Lennard Störmer 11.01.2011
Also ich persönlich bin selber Skater und tue dies mit höchster Leidenschaft und ich finde, dass sowas Deutschland auch mal ganz gut tun würde. In meiner Heimatstadt Minden gibt es einen 'Skatepark' der mittlerweile komplett fürn ... ist, da sich die Stadt nicht um diesen kümmert oder ihn in Stand hält. Wenn wir uns dann aber selbst um dieses Problem kümmern, dann wird das Obstacle (z.B. Rampe) sofort abgebaut. Mit der Begründung, dass sie nicht mehr sicher sei, weil wir Hand angelegt haben.

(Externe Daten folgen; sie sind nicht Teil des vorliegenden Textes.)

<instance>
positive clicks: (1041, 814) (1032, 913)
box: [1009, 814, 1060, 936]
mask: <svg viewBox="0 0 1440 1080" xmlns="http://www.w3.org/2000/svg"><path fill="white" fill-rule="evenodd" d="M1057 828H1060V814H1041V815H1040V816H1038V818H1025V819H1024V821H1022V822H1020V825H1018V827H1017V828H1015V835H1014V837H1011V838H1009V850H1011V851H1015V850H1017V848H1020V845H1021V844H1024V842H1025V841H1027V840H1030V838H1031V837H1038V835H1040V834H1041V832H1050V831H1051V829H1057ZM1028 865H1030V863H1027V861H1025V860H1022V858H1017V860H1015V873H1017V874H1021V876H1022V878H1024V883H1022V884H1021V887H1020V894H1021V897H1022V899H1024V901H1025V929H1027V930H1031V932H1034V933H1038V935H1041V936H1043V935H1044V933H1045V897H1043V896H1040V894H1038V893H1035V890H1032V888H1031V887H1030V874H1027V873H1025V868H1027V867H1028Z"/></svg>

Ebenso herrscht hier so gut wie Skateverbot in der Innenstadt, was aber mittlerweile (zum Glück) ignoriert wird, da die Cops einen nicht mehr sofort anzeigen, wenn man nur mit Board unterm Arm durch die Stadt läuft, welches zwischenzeitlich der Fall war. Mittlerweile ist ein altes Kriegerdenkmal vom 1. Weltkrieg zu unserem Auflaufpunkt geworden und durch hunderte Male Skateboarding beschädigt worden. Die Einwohner hier sehen das natürlich als negativen Zug von uns, da wir ja angeblich alles kaputt machen usw. Aber da frage ich mich: Warum gibt uns die Stadt keinen vernünftigen Park, so dass wir nicht mehr an Denkmal geschützten Häusern und in Parkhäusern zwischen Autos fahren müssen? AW vom Bürgermeister: "Es gibt kein Geld." Hmm...komisch. Vor 3 Jahren wurde hier eines der modernsten Krankenhäuser Europas gebaut und in den nächsten Jahren soll ein großes Einkaufszentrum in der ganzen Innenstadt gebaut werden. Aber für nen kleinen Park fehlt das Geld??? Was ist das für eine Politik??? Meine Meinung ist also, dass das Skaten in Deutschland Ernst genommen werden sollte und die Politik auch mal auf die Wünsche von Jugendlichen hören sollte (nicht auf reiche Ladenbesitzer, die den Aufsichtsrat besetzen) und zumindest nicht immer mit Strafen auf uns zu kommen sollte.
5.
Liam Stern 08.10.2014
Unglaublich! In ihrer Stadt wird tatsächlich ein Krankenhaus anstelle eines Skateparks gebaut! Die Zeiten werden immer schlechter. :) nicht böse gemeint, aber das ist wirklich nicht vergleichbar.